Bluetik.io
Mike Taber, who co-hosted Startup for the Rest of Us for the first 448 episodes, built Bluetik.io as a cold and warm email follow-up software solution for sales teams needing personal outreach at scale. The product focuses on helping users manage their follow-up email campaigns more effectively, positioned as complementary to CRM and sales infrastructure tools.
About 8-9 months before this conversation, Mike entered into what was supposed to be a brief consulting arrangement with a fellow entrepreneur who runs a field sales CRM. That CRM product features iOS and Android mobile apps, web-based SaaS, voice transcription for notes, call tracking, and email tracking capabilities. What started as a planned 3-5 month engagement evolved into an 8-10 month commitment due to COVID-related delays affecting the entrepreneur's ability to sell his other businesses and transition fully to the CRM project.
During this period, Mike managed a development team of about a dozen people, overhauled the technical infrastructure, and made significant improvements. Most notably, he cut approximately $25,000 annually from their AWS bills through re-architecting and optimization work. He identified about a year's worth of technical debt using SonarCloud analysis and was overseeing a complete rebuild of the mobile apps from scratch due to structural issues in the original codebase.
With the other entrepreneur's previous business sales finalized, they are now in a 3-4 month trial period to determine the best way forward—either a merger of the two products, a tight integration while maintaining separate applications, or potentially both. One particularly promising opportunity emerged: offering Bluetik as a "done for you" service to the CRM's existing customer base. Since field sales reps typically aren't strong at constructing and managing email campaigns, Bluetik could be positioned as an upsell, bringing revenue to both products while deepening customer integration.

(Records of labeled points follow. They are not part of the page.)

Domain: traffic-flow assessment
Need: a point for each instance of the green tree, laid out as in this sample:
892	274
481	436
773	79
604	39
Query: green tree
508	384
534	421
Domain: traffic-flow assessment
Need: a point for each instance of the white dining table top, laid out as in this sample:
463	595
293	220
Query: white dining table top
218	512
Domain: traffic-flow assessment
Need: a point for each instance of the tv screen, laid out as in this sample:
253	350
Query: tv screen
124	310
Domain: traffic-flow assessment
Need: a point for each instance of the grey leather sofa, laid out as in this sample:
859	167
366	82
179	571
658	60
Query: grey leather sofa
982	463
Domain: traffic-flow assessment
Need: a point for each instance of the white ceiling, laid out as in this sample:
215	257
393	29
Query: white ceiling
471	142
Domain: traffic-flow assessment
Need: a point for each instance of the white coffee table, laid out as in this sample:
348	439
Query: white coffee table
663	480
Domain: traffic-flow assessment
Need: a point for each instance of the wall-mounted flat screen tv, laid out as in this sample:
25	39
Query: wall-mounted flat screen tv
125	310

Mike acknowledged the risk that after investing this time, the partnership could fall apart. However, he views it as asymmetric upside: the downside is wasted time, but the upside could be transformational for both businesses. He's learned valuable lessons about infrastructure, development management, and technical debt mitigation that apply directly to his own product.
Mike is currently evaluating an AppSumo deal for Bluetik, which could provide both cash injection and customer development opportunities. However, he's cautious about the economics. Bluetik operates on a subscription model ($50, $150, and $500/month plans) with per-customer infrastructure costs. AppSumo's primary appeal to customers is lifetime deals, which could create unsustainable long-term costs if too many users consume significant storage or processing resources.

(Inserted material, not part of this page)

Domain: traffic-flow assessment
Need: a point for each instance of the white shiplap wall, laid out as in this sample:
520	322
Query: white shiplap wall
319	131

He's analyzing whether adding viral components (a "Powered by Bluetik" footer in sent emails) and potentially a freemium tier could make an AppSumo deal viable. He's running detailed financial scenarios to determine how many additional monthly customers would need to convert from the AppSumo exposure to offset the lifetime deal costs.
Another ongoing pain point is Google's annual security audit requirement, which he must renew to maintain access to Gmail APIs. The vendor quoted him nearly double the previous year's cost despite claiming it would be cheaper for a renewal. Mike pushed back, questioning how the previous year's work could suddenly be worthless while costs doubled.
Throughout it all, Mike is managing competing demands: his full-time consulting work with the CRM business, ongoing technical infrastructure work, Bluetik development and support, and strategic evaluation of major business moves like AppSumo and the partnership trial.